Opinion
June 6, 2000.
Judgment, Supreme Court, Bronx County (Martin Marcus, J.), rendered May 8, 1997, convicting defendant, after a jury trial, of attempted murder in the first degree (two counts) and robbery in the first degree, and sentencing him, as a persistent violent felony offender, to two concurrent terms of 20 years to life consecutive to a term of 15 years to life, respectively, unanimously affirmed.
Lynetta M. St. Clair, for respondent.
Nancy E. Little, for defendant-appellant.
Before: Williams, J.P., Ellerin, Wallach, Rubin, JJ.
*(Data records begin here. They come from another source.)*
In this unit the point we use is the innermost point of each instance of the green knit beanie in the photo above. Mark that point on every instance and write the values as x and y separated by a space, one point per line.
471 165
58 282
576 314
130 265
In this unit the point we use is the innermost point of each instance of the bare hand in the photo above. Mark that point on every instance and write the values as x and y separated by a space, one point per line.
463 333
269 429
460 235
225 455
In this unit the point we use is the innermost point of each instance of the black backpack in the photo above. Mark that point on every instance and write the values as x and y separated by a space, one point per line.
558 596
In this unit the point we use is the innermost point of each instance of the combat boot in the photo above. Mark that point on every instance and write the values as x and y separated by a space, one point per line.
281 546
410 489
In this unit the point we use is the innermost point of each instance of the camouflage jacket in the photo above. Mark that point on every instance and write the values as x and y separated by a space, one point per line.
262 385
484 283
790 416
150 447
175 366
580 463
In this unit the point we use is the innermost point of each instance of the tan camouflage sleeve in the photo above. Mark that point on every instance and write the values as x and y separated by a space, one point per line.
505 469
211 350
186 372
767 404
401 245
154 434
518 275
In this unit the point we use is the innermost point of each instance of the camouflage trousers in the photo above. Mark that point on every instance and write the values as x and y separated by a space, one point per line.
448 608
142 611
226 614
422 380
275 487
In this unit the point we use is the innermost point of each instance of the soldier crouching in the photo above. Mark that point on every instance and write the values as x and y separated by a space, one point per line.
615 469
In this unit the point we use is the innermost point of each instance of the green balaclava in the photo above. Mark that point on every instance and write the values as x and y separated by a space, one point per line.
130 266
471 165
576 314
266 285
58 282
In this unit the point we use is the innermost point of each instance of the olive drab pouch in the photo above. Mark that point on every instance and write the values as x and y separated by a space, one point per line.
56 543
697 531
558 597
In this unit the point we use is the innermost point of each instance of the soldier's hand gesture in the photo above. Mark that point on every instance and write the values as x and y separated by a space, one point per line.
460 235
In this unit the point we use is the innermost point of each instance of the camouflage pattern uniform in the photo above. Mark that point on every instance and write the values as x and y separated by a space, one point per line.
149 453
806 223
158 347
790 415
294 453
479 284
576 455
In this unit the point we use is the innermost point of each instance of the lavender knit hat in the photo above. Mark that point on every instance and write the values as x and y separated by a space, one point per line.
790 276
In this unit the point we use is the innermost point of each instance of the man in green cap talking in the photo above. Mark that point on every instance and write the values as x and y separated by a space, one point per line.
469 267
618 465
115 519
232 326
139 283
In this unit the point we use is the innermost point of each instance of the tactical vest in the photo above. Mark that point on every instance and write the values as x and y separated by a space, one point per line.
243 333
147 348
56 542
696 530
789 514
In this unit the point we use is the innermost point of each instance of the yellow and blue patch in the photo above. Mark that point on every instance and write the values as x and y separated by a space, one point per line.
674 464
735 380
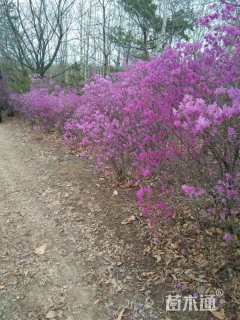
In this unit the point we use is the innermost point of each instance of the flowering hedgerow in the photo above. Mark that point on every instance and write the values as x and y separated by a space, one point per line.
175 117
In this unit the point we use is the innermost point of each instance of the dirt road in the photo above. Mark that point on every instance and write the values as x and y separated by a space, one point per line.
65 253
41 276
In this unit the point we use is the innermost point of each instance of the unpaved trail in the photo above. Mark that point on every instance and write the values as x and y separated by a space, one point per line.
40 276
67 252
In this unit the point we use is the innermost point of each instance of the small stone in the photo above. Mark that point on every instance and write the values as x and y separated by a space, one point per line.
51 315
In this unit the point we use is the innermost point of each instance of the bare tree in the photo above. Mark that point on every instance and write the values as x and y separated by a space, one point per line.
36 30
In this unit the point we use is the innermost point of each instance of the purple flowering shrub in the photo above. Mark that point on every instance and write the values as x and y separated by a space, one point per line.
174 118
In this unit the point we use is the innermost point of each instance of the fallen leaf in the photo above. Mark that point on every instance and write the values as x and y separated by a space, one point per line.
121 314
220 314
41 250
115 193
129 220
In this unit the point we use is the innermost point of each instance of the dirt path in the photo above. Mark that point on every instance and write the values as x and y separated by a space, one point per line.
65 254
40 276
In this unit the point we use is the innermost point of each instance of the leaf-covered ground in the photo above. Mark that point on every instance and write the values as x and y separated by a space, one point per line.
73 246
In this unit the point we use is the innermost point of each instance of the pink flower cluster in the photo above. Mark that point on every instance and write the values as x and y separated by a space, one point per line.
180 107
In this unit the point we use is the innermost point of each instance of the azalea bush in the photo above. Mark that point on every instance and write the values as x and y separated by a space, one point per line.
174 120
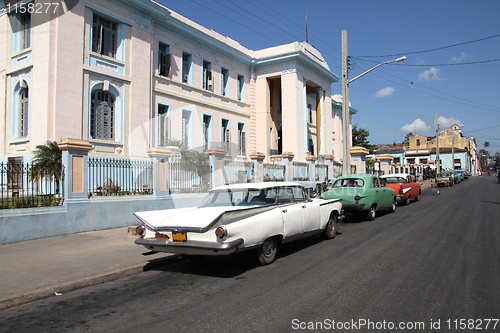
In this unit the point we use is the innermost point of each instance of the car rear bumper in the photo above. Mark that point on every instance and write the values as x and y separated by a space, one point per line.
190 247
353 208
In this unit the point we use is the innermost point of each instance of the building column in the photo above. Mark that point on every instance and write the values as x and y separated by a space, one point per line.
358 158
76 172
385 163
311 159
216 160
161 172
257 161
288 163
329 162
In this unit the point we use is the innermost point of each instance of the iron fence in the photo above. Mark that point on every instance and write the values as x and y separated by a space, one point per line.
237 172
321 171
273 172
25 185
119 176
187 178
300 171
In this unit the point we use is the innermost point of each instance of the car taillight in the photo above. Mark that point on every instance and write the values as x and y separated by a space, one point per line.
221 232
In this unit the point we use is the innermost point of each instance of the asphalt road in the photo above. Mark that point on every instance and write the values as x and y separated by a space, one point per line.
431 266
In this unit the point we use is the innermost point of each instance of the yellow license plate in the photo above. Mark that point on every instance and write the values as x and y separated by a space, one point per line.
179 236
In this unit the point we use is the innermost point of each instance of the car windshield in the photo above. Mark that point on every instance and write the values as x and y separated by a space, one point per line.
240 197
394 180
349 182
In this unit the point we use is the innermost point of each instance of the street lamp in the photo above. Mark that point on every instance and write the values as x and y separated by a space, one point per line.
346 165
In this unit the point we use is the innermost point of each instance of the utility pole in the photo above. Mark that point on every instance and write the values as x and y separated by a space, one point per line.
437 146
346 134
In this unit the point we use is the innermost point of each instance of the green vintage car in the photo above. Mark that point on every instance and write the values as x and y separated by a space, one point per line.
363 194
445 179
The verdict was based on legally sufficient evidence and was not against the weight of the evidence. With respect to the attempted murder conviction, defendant's homicidal intent was clearly established by the "combat stance" that defendant took while carefully aiming at the officers and firing at least two shots, and the fact that he hit the van behind which they had taken cover. With respect to the robbery, there is no basis upon which to disturb the jury's determinations concerning identification and the evaluation of circumstantial evidence.
Defendant's motion to suppress identification testimony was properly denied. The record supports the court's finding that defendant did not meet his burden of establishing that the lineup was unduly suggestive (see, People v. Chipp, 75 N.Y.2d 327, 335 cert denied 498 U.S. 833). The fillers were reasonably similar to defendant, and defendant's unusual hairstyle, the product of his hasty efforts to alter his appearance, was not a suggestive factor because the fillers had a variety of hairstyles and because defendant's hairstyle was substantially different from the one he was described as wearing at the time of the crime (see, People v. Gonzalez, 173 A.D.2d 48, 56; People v. Ortiz, 165 A.D.2d 766, 767, lv denied 77 N.Y.2d 998).
THIS CONSTITUTES THE DECISION AND ORDER OF SUPREME COURT, APPELLATE DIVISION, FIRST DEPARTMENT.